The rise in human trafficking in Brampton, particularly targeting international students, led Sheridan to raise the issue with students as early as 2019. In 2021, it was reported "the top brass at Sheridan College" refused to acknowledge the risk of human trafficking to international students. In 2022, the college produced a webinar to educate faculty and staff that Sheridan campuses are located in human trafficking "hot spots", created a human trafficking resource handout for their students and worked with community services on human trafficking initiatives. In 2024, Brampton City Council passed a resolution aimed at tackling human trafficking of international students in their City, with reporting naming Sheridan as a popular destination. Mayor Patrick Brown in October first acknowledged the issue publicly, noting that Brampton has the highest number of international students in the country, while asking for federal and provincial help. Months later Indian authorities alleged widespread human trafficking of international students.

==Academics==
===Faculties===
Sheridan is composed of four academic faculties in addition to its Continuing and Professional Studies programs. Its faculties are:
- Faculty of Animation, Arts and Design
- Faculty of Applied Health and Community Studies
- Faculty of Applied Science and Technology
- Pilon School of Business

===Programs===
The college has more than 130 programs leading to degrees, certificates, diplomas, and post-graduate diplomas. Sheridan College has a music theatre performance program, undergraduate and post-graduate film programs, and a craft and design program. They have courses in business, animation, illustration, applied computing, engineering technology, community studies, and liberal studies, among others. In 2012, art and design programs within Sheridan's Faculty of Animation, Arts and Design were recognized by the National Association of Schools of Art and Design (NASAD) to have "substantially equivalent" membership status. (NASAD's nomenclature for non U.S. members) Sheridan is only the second art institution in Canada to achieve this status.

Sheridan has long been partnered academically with the University of Toronto Mississauga (UTM) and offers a joint dual degree program known as Art and Art History, where students earn both a diploma from Sheridan and degree from the University of Toronto. From the year 2000 to 2021, Sheridan offered a joint program in Communication, Culture, Information and Technology (CCIT) with UTM, however it moved exclusively to the university in 2024. Until 2026, Theatre & Drama Studies was offered as a joint program but likewise moved to UTM exclusively after 32 years of partnership due to academic restructuring at Sheridan. Students in joint programs can take the UTM Shuttle Bus to and from Sheridan's Trafalgar Campus.

==Research and entrepreneurship centres==

===Centre for Advanced Manufacturing and Design Technologies (CAMDT)===
The Centre for Advanced Manufacturing and Design Technologies (CAMDT), located at the Brampton campus, is a 40,000 sq. ft. facility housing highly specialized manufacturing and design equipment. CAMDT allows Sheridan and its industry partners to collaborate on addressing challenges in the manufacturing sector, while developing graduates with the skills and practical knowledge to make an immediate and positive impact in the workplace.

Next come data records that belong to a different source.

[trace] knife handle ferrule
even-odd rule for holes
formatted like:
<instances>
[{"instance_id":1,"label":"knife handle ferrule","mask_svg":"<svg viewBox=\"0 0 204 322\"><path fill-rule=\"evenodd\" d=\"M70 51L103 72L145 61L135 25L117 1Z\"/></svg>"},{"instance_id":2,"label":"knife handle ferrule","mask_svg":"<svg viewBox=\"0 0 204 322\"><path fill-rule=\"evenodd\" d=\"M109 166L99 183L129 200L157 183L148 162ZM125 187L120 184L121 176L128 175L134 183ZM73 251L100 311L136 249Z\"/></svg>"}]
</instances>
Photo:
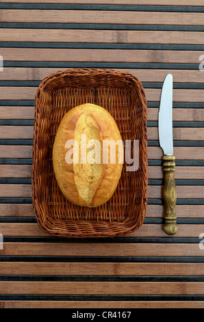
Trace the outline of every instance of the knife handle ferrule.
<instances>
[{"instance_id":1,"label":"knife handle ferrule","mask_svg":"<svg viewBox=\"0 0 204 322\"><path fill-rule=\"evenodd\" d=\"M174 235L178 230L175 215L177 203L177 188L174 177L175 157L174 156L164 156L163 160L164 172L163 195L165 206L164 229L168 235Z\"/></svg>"}]
</instances>

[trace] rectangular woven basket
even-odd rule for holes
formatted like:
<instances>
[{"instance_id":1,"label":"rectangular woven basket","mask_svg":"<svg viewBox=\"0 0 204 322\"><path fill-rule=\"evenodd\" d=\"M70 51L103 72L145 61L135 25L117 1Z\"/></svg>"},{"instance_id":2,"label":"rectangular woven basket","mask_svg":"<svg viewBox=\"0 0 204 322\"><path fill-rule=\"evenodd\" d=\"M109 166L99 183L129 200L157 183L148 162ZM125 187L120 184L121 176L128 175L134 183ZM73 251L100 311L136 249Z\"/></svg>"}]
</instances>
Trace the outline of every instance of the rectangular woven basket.
<instances>
[{"instance_id":1,"label":"rectangular woven basket","mask_svg":"<svg viewBox=\"0 0 204 322\"><path fill-rule=\"evenodd\" d=\"M64 197L52 162L55 136L62 117L85 103L105 108L124 142L139 140L138 169L127 171L125 160L115 193L96 208L74 205ZM60 237L114 237L142 225L147 203L146 114L142 84L129 73L73 69L41 82L36 95L31 185L35 214L44 232Z\"/></svg>"}]
</instances>

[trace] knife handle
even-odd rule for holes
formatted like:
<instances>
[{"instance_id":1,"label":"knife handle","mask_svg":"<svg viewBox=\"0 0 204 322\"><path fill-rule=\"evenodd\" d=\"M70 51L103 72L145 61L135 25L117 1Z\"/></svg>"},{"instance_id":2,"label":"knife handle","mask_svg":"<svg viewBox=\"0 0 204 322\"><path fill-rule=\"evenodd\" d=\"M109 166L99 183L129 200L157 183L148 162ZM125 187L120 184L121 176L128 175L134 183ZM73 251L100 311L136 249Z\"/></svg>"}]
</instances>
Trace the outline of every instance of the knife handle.
<instances>
[{"instance_id":1,"label":"knife handle","mask_svg":"<svg viewBox=\"0 0 204 322\"><path fill-rule=\"evenodd\" d=\"M175 157L174 156L163 156L164 171L164 201L165 206L164 232L168 235L177 233L178 227L175 215L177 203L177 188L174 173L175 171Z\"/></svg>"}]
</instances>

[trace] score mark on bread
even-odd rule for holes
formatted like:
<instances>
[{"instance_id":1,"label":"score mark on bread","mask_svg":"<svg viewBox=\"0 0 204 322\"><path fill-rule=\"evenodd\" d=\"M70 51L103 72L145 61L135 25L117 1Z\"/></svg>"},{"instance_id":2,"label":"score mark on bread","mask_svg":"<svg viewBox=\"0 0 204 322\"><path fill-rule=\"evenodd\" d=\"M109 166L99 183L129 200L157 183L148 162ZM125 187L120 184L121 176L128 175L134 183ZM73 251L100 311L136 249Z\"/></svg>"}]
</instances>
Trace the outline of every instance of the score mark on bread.
<instances>
[{"instance_id":1,"label":"score mark on bread","mask_svg":"<svg viewBox=\"0 0 204 322\"><path fill-rule=\"evenodd\" d=\"M122 141L110 114L90 103L68 111L59 125L53 149L53 164L57 182L64 197L72 203L97 207L114 194L121 175L118 147L116 162L104 163L103 143ZM67 142L73 143L67 148ZM108 155L111 152L108 147ZM66 154L68 153L68 154ZM67 157L72 154L72 160Z\"/></svg>"}]
</instances>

===Centre for Elder Research===
The stated mission of Sheridan's Centre for Elder Research is to enhance quality of life for older individuals, by developing, testing, and implementing new and realistic solutions to improve the day-to-day experiences of elders and their families. In 2018, the Centre was awarded $178,856 from the Natural Sciences and Engineering Research Council of Canada to further explore how emerging technologies, such as virtual reality tools, can be leveraged to enhance the health and well-being of older adults residing in congregate living facilities such as long-term care homes.

===Screen Industries Research and Training Center (SIRT)===
Opened at Pinewood Toronto Studios in 2010, Screen Industries Research and Training Center (SIRT) is a digital media sound stage and post-production facility that focuses on 2D and 3D stereoscopic production processes. SIRT was conceived and launched by Sheridan College to operate in connection to the creative industries and three levels of the Canadian government. The Center's stated mission is to conduct high-level research on film, digital cinema, and high-definition technologies in all levels of production and display. The University of Waterloo announced in July 2010 that funding was awarded for joint research between their film department and SIRT.

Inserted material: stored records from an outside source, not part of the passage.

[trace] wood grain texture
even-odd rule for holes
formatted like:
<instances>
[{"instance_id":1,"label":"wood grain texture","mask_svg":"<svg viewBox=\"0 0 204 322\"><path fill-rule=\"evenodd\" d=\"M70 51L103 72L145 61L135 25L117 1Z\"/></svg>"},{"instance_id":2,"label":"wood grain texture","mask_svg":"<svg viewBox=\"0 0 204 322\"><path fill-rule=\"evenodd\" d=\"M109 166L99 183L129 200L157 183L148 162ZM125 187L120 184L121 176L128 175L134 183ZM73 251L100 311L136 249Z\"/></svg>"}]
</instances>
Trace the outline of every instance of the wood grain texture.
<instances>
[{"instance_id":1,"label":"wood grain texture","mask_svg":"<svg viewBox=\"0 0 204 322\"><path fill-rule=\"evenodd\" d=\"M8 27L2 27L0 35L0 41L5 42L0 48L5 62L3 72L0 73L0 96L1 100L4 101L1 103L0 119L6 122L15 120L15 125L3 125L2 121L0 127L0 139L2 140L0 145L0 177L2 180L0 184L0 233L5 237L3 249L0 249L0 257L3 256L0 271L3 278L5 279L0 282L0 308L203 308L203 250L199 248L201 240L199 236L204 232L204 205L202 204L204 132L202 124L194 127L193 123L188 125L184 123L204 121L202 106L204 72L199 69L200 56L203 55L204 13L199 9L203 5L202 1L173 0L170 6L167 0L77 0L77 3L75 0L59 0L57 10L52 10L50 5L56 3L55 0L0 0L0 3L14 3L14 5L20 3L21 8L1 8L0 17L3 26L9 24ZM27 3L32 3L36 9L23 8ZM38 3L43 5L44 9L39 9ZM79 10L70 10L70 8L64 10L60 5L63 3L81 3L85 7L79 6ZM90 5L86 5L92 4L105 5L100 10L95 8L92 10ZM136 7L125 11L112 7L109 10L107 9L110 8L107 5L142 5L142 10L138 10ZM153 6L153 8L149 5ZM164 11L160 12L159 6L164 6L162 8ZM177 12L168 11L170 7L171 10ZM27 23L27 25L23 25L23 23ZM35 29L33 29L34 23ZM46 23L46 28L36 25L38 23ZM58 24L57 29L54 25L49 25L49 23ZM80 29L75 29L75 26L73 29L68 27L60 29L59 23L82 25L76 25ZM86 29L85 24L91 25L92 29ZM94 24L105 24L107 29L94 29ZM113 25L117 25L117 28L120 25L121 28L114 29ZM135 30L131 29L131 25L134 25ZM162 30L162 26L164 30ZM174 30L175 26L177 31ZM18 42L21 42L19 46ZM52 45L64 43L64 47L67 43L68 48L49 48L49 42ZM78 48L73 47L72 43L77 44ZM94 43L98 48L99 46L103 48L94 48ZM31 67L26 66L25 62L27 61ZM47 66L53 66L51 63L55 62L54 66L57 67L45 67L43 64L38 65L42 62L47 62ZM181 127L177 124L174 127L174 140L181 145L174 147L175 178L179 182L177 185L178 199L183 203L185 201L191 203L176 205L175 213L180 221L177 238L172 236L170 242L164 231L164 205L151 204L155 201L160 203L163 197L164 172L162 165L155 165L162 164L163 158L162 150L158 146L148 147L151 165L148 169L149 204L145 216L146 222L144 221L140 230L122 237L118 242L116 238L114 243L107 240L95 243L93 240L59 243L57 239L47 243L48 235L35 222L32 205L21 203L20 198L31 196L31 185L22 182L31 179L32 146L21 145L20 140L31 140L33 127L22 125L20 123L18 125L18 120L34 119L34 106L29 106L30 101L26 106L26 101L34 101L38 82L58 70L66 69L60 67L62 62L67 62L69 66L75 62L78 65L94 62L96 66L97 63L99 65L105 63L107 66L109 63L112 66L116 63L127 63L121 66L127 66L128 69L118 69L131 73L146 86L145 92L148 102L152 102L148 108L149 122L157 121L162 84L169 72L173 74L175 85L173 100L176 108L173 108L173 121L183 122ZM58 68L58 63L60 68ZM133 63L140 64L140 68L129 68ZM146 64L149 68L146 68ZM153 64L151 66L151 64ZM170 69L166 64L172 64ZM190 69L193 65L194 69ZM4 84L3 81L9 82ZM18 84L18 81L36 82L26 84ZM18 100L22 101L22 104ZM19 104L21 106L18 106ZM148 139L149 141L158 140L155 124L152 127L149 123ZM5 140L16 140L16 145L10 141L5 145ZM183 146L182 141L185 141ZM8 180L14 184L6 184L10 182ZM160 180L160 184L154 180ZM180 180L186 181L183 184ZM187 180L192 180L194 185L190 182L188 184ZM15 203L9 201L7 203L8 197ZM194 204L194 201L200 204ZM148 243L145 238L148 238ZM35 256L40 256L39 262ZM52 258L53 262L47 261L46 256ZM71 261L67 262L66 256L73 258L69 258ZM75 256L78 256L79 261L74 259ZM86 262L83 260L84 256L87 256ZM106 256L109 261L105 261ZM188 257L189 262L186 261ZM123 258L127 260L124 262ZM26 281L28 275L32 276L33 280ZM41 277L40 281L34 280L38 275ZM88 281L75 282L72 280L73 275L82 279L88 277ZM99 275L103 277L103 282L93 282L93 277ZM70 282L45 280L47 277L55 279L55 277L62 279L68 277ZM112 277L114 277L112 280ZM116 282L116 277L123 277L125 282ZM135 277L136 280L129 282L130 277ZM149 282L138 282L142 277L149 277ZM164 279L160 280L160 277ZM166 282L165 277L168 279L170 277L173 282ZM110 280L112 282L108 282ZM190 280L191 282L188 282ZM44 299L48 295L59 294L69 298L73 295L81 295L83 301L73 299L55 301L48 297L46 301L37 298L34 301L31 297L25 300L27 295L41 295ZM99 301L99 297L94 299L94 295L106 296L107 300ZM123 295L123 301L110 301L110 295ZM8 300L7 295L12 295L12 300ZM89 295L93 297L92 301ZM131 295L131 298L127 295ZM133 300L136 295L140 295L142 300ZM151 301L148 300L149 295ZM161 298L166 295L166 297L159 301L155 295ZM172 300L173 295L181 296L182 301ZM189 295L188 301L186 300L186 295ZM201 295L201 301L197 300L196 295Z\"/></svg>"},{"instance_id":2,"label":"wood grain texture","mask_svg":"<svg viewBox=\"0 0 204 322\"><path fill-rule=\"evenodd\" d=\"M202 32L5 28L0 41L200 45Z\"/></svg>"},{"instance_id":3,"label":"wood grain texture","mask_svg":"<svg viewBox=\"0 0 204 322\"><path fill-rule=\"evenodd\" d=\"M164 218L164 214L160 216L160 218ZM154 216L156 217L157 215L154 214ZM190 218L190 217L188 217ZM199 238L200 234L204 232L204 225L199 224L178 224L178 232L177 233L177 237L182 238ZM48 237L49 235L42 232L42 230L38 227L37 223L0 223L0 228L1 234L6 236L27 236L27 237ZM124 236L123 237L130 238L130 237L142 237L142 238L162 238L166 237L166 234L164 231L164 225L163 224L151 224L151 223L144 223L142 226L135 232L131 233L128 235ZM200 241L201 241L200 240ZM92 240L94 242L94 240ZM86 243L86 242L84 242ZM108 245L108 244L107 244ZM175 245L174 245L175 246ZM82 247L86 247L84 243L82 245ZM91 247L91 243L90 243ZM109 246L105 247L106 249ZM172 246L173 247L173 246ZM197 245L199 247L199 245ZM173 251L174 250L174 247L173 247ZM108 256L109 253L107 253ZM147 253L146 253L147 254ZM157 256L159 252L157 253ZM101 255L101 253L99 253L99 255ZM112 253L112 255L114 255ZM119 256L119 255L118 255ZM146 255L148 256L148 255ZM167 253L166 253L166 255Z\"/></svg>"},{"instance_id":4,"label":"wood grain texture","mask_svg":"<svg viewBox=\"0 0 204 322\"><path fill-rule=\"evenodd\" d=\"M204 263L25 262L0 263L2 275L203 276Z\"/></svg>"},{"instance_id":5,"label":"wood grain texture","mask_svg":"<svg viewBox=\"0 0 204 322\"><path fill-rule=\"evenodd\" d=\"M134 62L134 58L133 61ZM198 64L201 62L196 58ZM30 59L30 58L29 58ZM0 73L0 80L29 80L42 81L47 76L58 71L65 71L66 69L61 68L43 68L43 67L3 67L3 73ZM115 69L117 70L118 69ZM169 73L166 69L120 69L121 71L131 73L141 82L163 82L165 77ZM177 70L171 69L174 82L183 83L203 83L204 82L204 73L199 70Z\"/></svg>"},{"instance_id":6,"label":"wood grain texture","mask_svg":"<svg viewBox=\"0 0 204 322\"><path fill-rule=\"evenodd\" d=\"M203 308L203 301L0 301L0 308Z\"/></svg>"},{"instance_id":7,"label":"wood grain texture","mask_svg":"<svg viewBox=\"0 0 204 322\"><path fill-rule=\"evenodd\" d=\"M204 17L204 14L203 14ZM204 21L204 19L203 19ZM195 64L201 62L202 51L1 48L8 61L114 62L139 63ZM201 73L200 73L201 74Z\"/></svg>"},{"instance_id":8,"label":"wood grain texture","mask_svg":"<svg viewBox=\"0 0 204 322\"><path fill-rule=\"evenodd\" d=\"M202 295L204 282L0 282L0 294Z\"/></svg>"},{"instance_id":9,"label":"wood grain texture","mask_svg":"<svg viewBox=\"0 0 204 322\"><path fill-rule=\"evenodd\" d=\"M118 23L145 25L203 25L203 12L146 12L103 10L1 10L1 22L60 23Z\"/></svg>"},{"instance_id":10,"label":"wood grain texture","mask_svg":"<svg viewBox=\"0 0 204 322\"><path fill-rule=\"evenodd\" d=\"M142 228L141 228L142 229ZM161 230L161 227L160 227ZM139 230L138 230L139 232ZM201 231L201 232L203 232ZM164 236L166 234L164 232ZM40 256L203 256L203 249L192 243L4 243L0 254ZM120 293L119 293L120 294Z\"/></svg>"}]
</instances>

In 2013, SIRT was designated as the first digital media Technology Access Centre in Ontario, supported through funding from the Natural Sciences and Engineering Research Council of Canada's (NSERC) College-Community Innovation program. In 2018, this funding was renewed for an additional five years to support further applied research and industry collaboration at SIRT.

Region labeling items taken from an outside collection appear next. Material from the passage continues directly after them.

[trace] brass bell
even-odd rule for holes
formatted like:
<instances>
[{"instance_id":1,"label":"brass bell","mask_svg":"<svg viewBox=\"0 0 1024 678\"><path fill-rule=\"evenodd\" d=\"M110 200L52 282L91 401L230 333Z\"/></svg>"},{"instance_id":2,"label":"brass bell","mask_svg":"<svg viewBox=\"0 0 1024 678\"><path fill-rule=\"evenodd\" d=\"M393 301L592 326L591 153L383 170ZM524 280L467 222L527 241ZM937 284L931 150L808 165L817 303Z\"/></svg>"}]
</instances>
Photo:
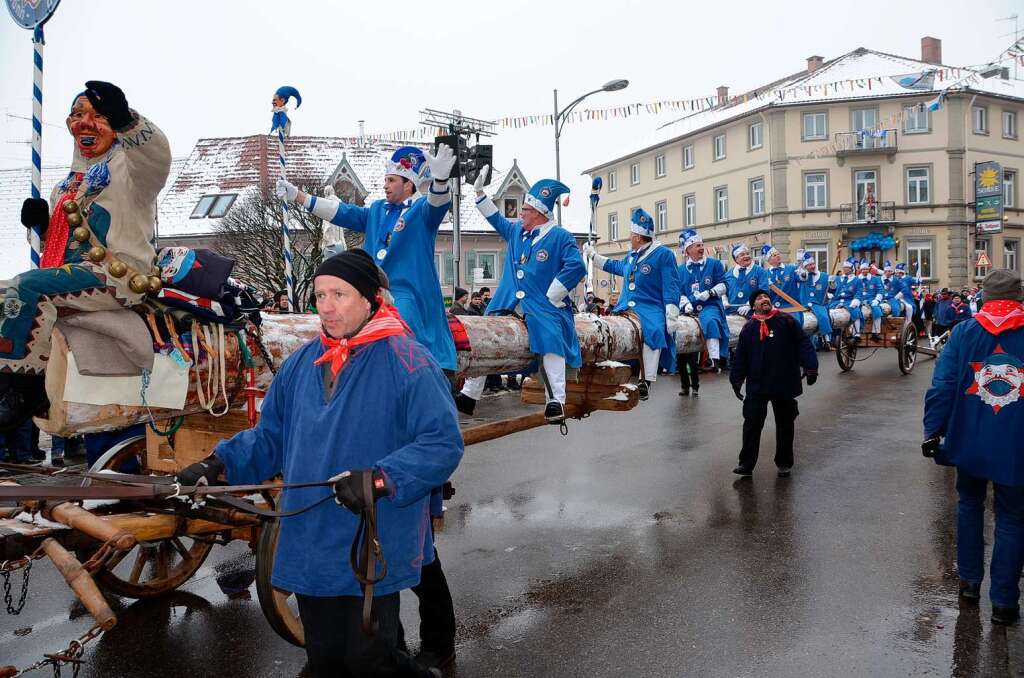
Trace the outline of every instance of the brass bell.
<instances>
[{"instance_id":1,"label":"brass bell","mask_svg":"<svg viewBox=\"0 0 1024 678\"><path fill-rule=\"evenodd\" d=\"M135 294L143 294L150 289L150 280L142 273L135 273L128 281L128 288Z\"/></svg>"},{"instance_id":2,"label":"brass bell","mask_svg":"<svg viewBox=\"0 0 1024 678\"><path fill-rule=\"evenodd\" d=\"M86 256L89 257L89 261L92 263L99 263L106 258L106 248L101 245L97 245L90 248L89 253Z\"/></svg>"},{"instance_id":3,"label":"brass bell","mask_svg":"<svg viewBox=\"0 0 1024 678\"><path fill-rule=\"evenodd\" d=\"M124 278L125 273L128 272L128 264L119 259L115 259L106 267L106 270L111 276L114 276L114 278Z\"/></svg>"}]
</instances>

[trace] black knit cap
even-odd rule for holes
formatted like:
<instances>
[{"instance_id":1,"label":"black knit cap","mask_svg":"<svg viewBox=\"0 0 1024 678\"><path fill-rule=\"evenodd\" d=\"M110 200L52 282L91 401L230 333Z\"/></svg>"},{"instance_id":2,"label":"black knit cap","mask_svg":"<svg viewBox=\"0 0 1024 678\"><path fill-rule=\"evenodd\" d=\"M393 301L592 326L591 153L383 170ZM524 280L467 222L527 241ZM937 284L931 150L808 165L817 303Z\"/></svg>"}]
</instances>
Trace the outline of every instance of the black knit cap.
<instances>
[{"instance_id":1,"label":"black knit cap","mask_svg":"<svg viewBox=\"0 0 1024 678\"><path fill-rule=\"evenodd\" d=\"M316 268L316 276L334 276L345 281L367 298L377 303L377 290L381 284L380 269L364 250L346 250L326 259Z\"/></svg>"}]
</instances>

===Centre for Mobile Innovation (CMI)===
The Centre for Mobile Innovation is a research facility for faculty and students to create solutions in collaboration with community and industry partners in the area of Internet of things (IoT), wearable computing, augmented/virtual reality (AR/VR), and/or machine learning.

===Canadian Music Theatre Project (CMTP)===
The Canadian Music Theatre Project (CMTP) was established by Michael Rubinoff, and was an incubator for new musical theatre works by Canadian and international composers, lyricists and book-writers. CMTP connects creative teams with talented students who help bring new characters to life, creating an environment for material to be tested and rewritten. Three or four projects are selected each year, with a five-week workshop period culminating in staged readings in front of a 200-person audience of industry professionals and theatre enthusiasts. Since its inception in 2011, 225 students, 34 writers and composers and 25 guest directors and music directors have participated in the creation of 19 new musicals.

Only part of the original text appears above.